# Can fish have cleft palate?



## Quackrstackr (May 17, 2008)

Check out one of my fish from this afternoon. :shock: 







That is the weirdest looking fish that I have ever caught. He ate a 6" zoom lizard and was otherwise healthy and 17" long.


----------



## Waterwings (May 17, 2008)

That's different alright ! :shock:


----------



## jkbirocz (May 17, 2008)

I have caught plenty of bass similar to that. Most cases it is from bad hook removal from a prior catch. Also happens when little fish hit big lures and get thier mouth torn up. Can also be a deformity. Nice catch anyways, thats a fat bass.


----------



## shamoo (May 17, 2008)

Very strange looking bass.


----------



## mtnman (May 18, 2008)

Thats is a copenhagen add if ive ever seen one. Thats one strange looking fish!


----------



## slim357 (May 18, 2008)

That thing is goofy lookin alright, I havent caught any that looked like that, but I have had some that were missing part of their jaw.


----------



## Salmon_Slayer_2008_Lund (May 18, 2008)

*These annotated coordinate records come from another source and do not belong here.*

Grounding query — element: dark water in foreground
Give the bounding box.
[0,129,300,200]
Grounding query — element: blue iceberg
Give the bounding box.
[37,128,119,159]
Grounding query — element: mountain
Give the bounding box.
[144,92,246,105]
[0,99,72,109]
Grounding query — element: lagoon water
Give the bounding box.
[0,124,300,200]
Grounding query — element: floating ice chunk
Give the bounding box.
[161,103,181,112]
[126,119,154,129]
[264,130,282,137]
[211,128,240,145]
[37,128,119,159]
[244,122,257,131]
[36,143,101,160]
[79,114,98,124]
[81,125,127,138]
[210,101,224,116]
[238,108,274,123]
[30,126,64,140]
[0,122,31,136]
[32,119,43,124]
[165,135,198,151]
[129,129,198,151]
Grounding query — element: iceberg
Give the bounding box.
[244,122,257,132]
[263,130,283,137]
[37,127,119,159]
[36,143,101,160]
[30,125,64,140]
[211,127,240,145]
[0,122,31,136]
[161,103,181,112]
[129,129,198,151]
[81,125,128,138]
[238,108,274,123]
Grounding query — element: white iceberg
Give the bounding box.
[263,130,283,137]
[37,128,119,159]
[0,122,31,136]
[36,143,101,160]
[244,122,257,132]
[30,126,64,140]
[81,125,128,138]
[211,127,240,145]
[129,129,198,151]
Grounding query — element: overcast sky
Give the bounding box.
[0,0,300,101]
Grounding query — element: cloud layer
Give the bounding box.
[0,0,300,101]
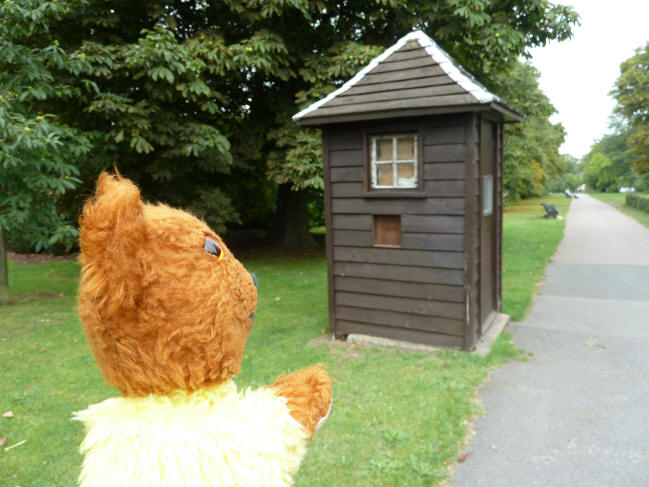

I've caught a Salmon with a snout like that. It's from when they were in their hatcheries and fighting for food and smacking into obstructions. That is for hatchery Salmon though. I heard the same for Bass and Walleye too.


----------



## FishinsMyLife (May 18, 2008)

My friend caught that looked similar to that one, but not quite as weird..


----------



## Quackrstackr (May 18, 2008)

I had a guy tell me that I had caught the reincarnation of Sammy Davis Jr... :roflmao:


----------



## Salmon_Slayer_2008_Lund (May 18, 2008)

Quackrstackr said:


> I had a guy tell me that I had caught the reincarnation of Sammy Davis Jr... :roflmao:


AHAHHAHAHHAHA :roflmao:


----------



## Jim (May 19, 2008)

Are you near any powerplants? :LOL2:


----------